For over a decade the industry has been preparing to reach a new level for modern computer systems: Exascale computing. However, getting a computer system to reach 1018 floating point operations per second in a scenario where it could no longer depend on Moore’s Law or Dennard scaling forced the industry as a whole into an unprecedented race for innovation.
In this period, AMD has been executing its plans to achieve exascale, which culminated in the emergence of HBM, the Zen architecture and other very significant developments. However, looking deeply into the latest research and patents released by AMD, we will see that AMD has not yet reached the apex of its master plan.: The development of an exascale heterogeneous processor architecture. In this brief article we will show some of the developments and research that AMD is doing to achieve exascale and show that the possibility of a future exascale APU is getting closer to becoming a reality.
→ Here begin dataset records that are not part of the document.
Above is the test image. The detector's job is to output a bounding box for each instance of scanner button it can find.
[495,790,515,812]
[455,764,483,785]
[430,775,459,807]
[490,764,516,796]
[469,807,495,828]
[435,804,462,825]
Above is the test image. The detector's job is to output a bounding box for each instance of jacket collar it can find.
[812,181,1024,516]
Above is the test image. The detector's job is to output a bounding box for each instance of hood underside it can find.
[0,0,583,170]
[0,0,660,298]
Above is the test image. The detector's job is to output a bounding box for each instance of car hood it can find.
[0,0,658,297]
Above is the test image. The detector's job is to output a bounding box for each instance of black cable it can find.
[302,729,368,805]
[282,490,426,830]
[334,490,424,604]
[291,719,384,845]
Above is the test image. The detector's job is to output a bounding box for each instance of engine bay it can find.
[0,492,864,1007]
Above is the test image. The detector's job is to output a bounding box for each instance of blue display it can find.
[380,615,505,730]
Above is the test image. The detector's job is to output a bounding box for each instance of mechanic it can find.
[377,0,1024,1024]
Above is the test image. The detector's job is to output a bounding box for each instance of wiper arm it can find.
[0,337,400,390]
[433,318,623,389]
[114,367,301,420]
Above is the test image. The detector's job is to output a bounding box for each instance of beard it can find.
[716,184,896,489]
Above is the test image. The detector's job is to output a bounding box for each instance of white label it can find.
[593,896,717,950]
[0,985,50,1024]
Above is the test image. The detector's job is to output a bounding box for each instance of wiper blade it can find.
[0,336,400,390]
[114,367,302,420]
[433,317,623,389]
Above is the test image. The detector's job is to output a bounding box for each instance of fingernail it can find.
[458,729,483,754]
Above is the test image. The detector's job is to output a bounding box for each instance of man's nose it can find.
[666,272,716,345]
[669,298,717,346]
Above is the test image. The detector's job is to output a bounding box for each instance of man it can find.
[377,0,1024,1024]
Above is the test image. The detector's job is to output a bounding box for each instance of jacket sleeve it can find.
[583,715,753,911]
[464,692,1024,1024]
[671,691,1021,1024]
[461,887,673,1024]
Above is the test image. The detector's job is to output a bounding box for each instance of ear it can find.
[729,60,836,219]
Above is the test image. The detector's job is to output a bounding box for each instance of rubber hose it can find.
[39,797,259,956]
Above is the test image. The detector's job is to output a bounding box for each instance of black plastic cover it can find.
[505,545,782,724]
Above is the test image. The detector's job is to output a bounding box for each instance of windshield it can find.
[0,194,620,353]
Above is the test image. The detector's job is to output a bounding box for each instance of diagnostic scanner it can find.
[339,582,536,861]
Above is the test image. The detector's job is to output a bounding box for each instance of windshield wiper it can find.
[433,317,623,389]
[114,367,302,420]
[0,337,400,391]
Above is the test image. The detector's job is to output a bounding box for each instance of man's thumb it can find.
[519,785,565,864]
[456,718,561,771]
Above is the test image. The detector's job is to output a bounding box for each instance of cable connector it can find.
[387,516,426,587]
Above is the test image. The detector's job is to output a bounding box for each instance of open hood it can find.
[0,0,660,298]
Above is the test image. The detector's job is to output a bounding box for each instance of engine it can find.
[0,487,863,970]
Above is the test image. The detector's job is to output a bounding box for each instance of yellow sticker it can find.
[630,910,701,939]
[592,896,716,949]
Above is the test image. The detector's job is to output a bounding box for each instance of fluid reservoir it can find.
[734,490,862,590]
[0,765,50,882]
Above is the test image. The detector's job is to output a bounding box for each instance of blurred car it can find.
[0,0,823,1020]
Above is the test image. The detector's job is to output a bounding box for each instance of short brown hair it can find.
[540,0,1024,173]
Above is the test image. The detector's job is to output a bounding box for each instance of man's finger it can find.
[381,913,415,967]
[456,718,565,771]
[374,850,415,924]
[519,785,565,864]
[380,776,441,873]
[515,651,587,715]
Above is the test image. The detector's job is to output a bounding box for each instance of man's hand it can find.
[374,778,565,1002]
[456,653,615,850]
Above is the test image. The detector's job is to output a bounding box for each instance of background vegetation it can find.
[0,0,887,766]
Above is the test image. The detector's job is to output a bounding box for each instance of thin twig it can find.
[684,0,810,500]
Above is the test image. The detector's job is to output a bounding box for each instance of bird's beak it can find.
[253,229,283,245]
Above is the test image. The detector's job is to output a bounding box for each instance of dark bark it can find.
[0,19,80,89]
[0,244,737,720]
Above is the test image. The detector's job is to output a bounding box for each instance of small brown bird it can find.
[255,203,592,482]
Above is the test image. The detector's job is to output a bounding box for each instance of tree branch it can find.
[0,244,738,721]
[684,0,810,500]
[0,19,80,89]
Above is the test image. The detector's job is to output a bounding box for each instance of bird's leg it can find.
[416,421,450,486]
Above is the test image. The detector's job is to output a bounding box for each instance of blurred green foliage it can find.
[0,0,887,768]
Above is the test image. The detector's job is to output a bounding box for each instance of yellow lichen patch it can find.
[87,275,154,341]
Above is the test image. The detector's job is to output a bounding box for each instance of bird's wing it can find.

The challenges to achieve exascale.
First of all, to understand how challenging it is to achieve exascale, we first need to think about the power budget of such a system. Over the years, HPC systems have always taken into consideration only pure computational power, without much consideration for the average energy cost per operation. Everything changed radically with the end of Dennard scaling, as it would not be enough just to wait for the next node to get more operations with the same power budget. As the cost of operation and local infrastructure for research centers has risen, the existing paradigm needed radical change. After all, how many research centers in the world have their exclusive nuclear power plant as an energy solution for their supercomputers?
Partnership programs to accelerate exascale R&D like US DOE FastForward have been encouraging and challenging the HPC community to target a 20MW power budget for a exascale system, which would limit the average energy cost per operation to 20 pJ/FLOP, a very challenging proposition since massive innovations in architecture, memory, and interconnection were essentially required to achieve these goals.
This is because data-intensive applications on conventional von Neumann systems cause massive data movements between processors and memory elements and induces dramatic performance and energy overheads. Without significant advances, the cost of moving data could easily exceed the cost of operating on that data. Since we cannot trust that any Deus ex machina will provide us with a magical solution to this problem, both academia and industry focused on three major lines of research as possible ways to reduce the amount of energy per operation: 3D integration, processing in-memory and non-volatile memory.
Seeking to solve all the challenges in each of these lines of research, AMD has developed an innovative master plan to achieve exascale, integrating all these technologies in a single system.
The Exascale Node Architecture
Seeking to address all these challenges, AMD in 2016 presented their vision of how to build an exascale APU which would include many leading edge technologies in a single massive package, using aggressive die-stacking and chiplet technologies, and advanced 3D memory systems. The proposed exascale APU consisted of two CPU clusters, each with four CPU chiplets stacked on an active interposer base die interconnected with four GPU clusters, with each of the GPU chiplets with an HBM module stacked on top, providing the necessary computational throughput while minimizing memory-related data movement energy and total package footprint.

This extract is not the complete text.